Source: workloads/ai/ollama.go
Configuration
| Setting | Value | Why |
|---|---|---|
| Namespace | ollama | Isolated namespace |
| Image | ollama/ollama:0.17.0 | Pinned version |
| HTTPRoute | ollama.madhan.app → ollama:11434 | Gateway API |
runtimeClassName | nvidia | Routes through nvidia-container-runtime |
NVIDIA_VISIBLE_DEVICES | all | Make all GPU devices visible |
nvidia.com/gpu limit | 1 | One time-sliced virtual GPU |
| Node selector | nvidia.com/gpu.present: "true" | Schedule on GPU node |
| Toleration | dedicated=ai:NoSchedule | Allow scheduling on tainted GPU node |
| CPU limit | 4000m | Ollama + ComfyUI both CPU-hungry at inference |
| RAM request | 2Gi | Host RAM for model metadata + process |
| RAM limit | 4Gi | Keep below worker4's 16 GiB total (shared with ComfyUI) |
| Model PVC | 100Gi Longhorn | Stores downloaded model weights |
Note:
memory: 4Giis the host RAM cgroup limit, NOT GPU VRAM. GPU VRAM (16 GB) is controlled by thenvidia.com/gpu: 1resource limit and is shared with ComfyUI via time-slicing.
API Usage
# List available models
curl http://ollama.madhan.app/api/tags
# Run inference (streaming)
curl http://ollama.madhan.app/api/generate \
-d '{"model": "llama3.2", "prompt": "Hello!"}'
# Pull a new model (stores to 100Gi PVC)
curl http://ollama.madhan.app/api/pull \
-d '{"name": "mistral"}'
# OpenAI-compatible chat completions
curl http://ollama.madhan.app/v1/chat/completions \
-H "Content-Type: application/json" \
-d '{"model": "llama3.2", "messages": [{"role": "user", "content": "Hello"}]}'
Coexistence with ComfyUI
Ollama and ComfyUI share the RTX 5070 Ti via GPU time-slicing (2 virtual GPUs from 1 physical). VRAM is not isolated — approximately 4 GB (Ollama 7B model) + 6 GB (ComfyUI SDXL) fits within the 16 GB pool.
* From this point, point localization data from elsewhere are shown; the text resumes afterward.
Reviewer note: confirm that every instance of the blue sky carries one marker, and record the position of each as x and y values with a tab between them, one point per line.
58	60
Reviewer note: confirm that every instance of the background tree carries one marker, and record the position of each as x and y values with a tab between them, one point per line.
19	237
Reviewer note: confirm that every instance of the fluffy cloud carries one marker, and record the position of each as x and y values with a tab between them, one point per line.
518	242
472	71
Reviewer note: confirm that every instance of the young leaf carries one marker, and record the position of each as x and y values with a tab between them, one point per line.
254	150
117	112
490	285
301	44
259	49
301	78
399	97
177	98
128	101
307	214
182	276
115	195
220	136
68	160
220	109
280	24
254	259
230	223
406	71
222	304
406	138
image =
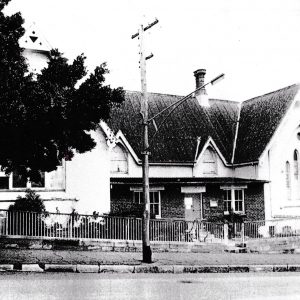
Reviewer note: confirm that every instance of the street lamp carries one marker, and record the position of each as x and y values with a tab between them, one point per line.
147	253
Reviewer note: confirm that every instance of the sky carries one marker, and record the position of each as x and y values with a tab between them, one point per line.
256	43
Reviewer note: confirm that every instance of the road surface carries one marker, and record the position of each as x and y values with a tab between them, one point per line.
150	286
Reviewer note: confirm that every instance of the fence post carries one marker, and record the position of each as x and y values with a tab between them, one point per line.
226	233
243	233
6	227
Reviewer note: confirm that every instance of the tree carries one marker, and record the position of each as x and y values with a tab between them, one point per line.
46	117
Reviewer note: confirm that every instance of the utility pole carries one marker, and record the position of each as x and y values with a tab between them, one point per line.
147	253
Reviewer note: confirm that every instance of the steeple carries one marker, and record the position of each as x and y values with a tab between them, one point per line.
36	49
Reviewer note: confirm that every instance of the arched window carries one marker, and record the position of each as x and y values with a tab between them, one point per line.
118	161
288	179
296	164
209	161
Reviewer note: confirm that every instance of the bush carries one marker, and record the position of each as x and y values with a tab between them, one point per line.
30	202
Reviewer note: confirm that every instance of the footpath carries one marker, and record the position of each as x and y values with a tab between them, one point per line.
95	261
If running a large model (70B quantized, ~40 GB VRAM) alongside ComfyUI, VRAM exhaustion will occur. Use smaller quantized models or stop ComfyUI first.
How It Connects
Browser / API client → ollama.madhan.app
→ homelab-gateway → ollama:11434
→ Ollama pod on k8s-worker4
→ nvidia-container-runtime (GPU injection)
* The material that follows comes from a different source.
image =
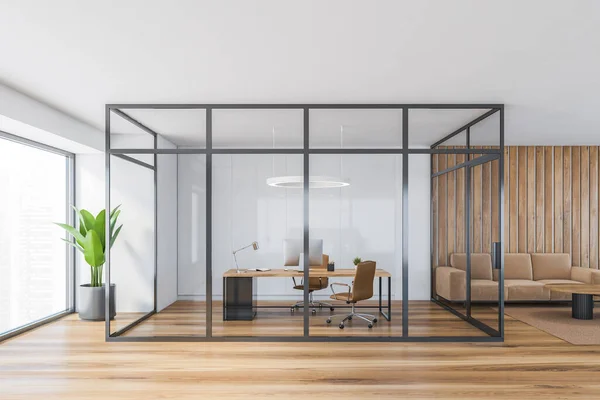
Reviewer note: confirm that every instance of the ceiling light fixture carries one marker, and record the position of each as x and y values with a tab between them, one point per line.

→ RTX 5070 Ti (VRAM for model weights)
→ 100Gi Longhorn PVC (model file storage)
Troubleshooting
Model Pull Fails / OOM
Symptoms: Model pull command hangs or returns OOM error.
# Check disk space on PVC
kubectl exec -n ollama -l app.kubernetes.io/name=ollama -- df -h /root/.ollama
# Check GPU memory
kubectl exec -n ollama -l app.kubernetes.io/name=ollama -- nvidia-smi
GPU Not Available in Pod
# Verify pod spec
kubectl get pod -n ollama -o yaml | grep -E "runtimeClass|nvidia|dedicated"
# Check node advertises GPU
kubectl describe node k8s-worker4 | grep "nvidia.com/gpu"
Inference Too Slow
At idle, the RTX 5070 Ti uses 0dB fan mode and is essentially cold. First inference after idle warms up the GPU. Subsequent inferences are faster.